Bei einem Landeplatz handelt es sich um eine völlig geräuschlose Nutzung, die nur beim Start eines Flugzeugs entweder durch die eine Minute lang laufende Winde oder ein Schleppflugzeug (zum Beispiel ein Motorsegler) unterbrochen wird. Motorsegler haben kleine Motoren, die sehr leise sind und die man bei ihrer Landung praktisch gar nicht hören kann. Und das passiert nur einige Male am Tag der Nutzung. Ich empfehle, zur Beurteilung einmal den Besuch eines Segelflugplatzes zum Beispiel in Blexen oder in Hellingst auf der anderen Weserseite zu besuchen, um sich überhaupt mal sachlich zu unterrichten. Eine Umweltbeeinflussung ist wirklich nirgendwo zu erkennen! Und Vögel werden erst recht nicht gestört. Ich habe noch nie von einer Kollision eines Seglers mit einem Vogel gehört. Das Argument ist barer Unsinn!
Das Argument „keine Bebauung“ ist genau so ein Unsinn. Es kann sich doch höchstens um eine Halle handeln. Was ist daran denn nur ein „unverantwortlicher Naturfrevel“?
Es wäre schön, wenn sich Naturschutzverbände und deren selbst ernannte Vertreter mal auf wirklichen Naturschutz und Realitäten besinnen und nicht immer nur gegen alles meckern würden.
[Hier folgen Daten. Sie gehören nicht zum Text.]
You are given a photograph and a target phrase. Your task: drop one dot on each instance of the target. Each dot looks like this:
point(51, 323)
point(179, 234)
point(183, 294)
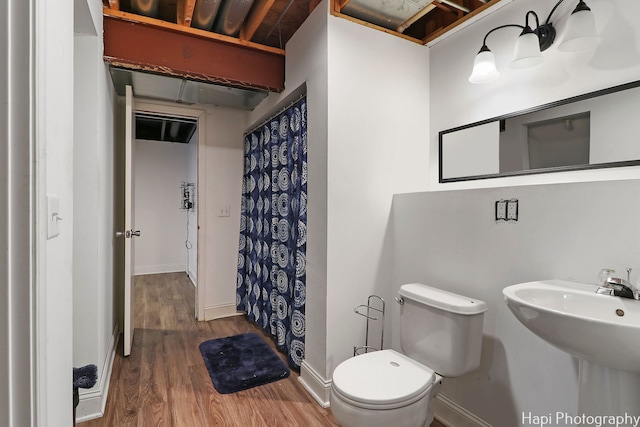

Das würde deren Ansehen erheblich steigern. Das darf sich Hartmut Drebing sehr gerne mal durch den Kopf gehen lassen.
Wer sich ein wenig mit der Segelfliegerei befasst, wird merken, dass gerade in diesem Sport alles möglichst geräuscharm vor sich geht.
Ich selbst habe mit dem Sport nichts zu tun. Ich weiß jedoch, dass mein Sohn in dem Segelfliegerverein eine wundervolle Kindheit und Jugend verlebt hat.
Im übrigen hat dieser Sport nichts mit Reichtum zu tun, denn die Flugzeuge gehören überwiegend dem Verein. Viele Jugendliche aus unserer Region haben dort ihre Wochenenden verbracht. Was gibt es denn in dieser „Gott verlassenen Gegend“ sonst noch Attraktives.
Dass bei der Ausbildung auch ein Schlepp mit einem Motorflieger dazu gehört, ist unbestritten, aber so selten – und übrigens so leise.
Ein Wort noch zum Nabu. Durch diese Ansiedlung wird nicht ein Vogel verscheucht, es sei denn, er brütet mitten auf der Landebahn.
Vielleicht wird ja dann auch in diesem Jahr dort in der näheren Umgebung endlich das Motorrasenmähen“ am Sonntagnachmittag eingestellt.
Ich wünsche zudem noch einen weiteren schönen Blick auf die Touristenattraktion „Angelsee“ (Zitat Ex-Bürgermeister Bernd Bremermann) mit erfolgten Busch- und Baumkahlschlag.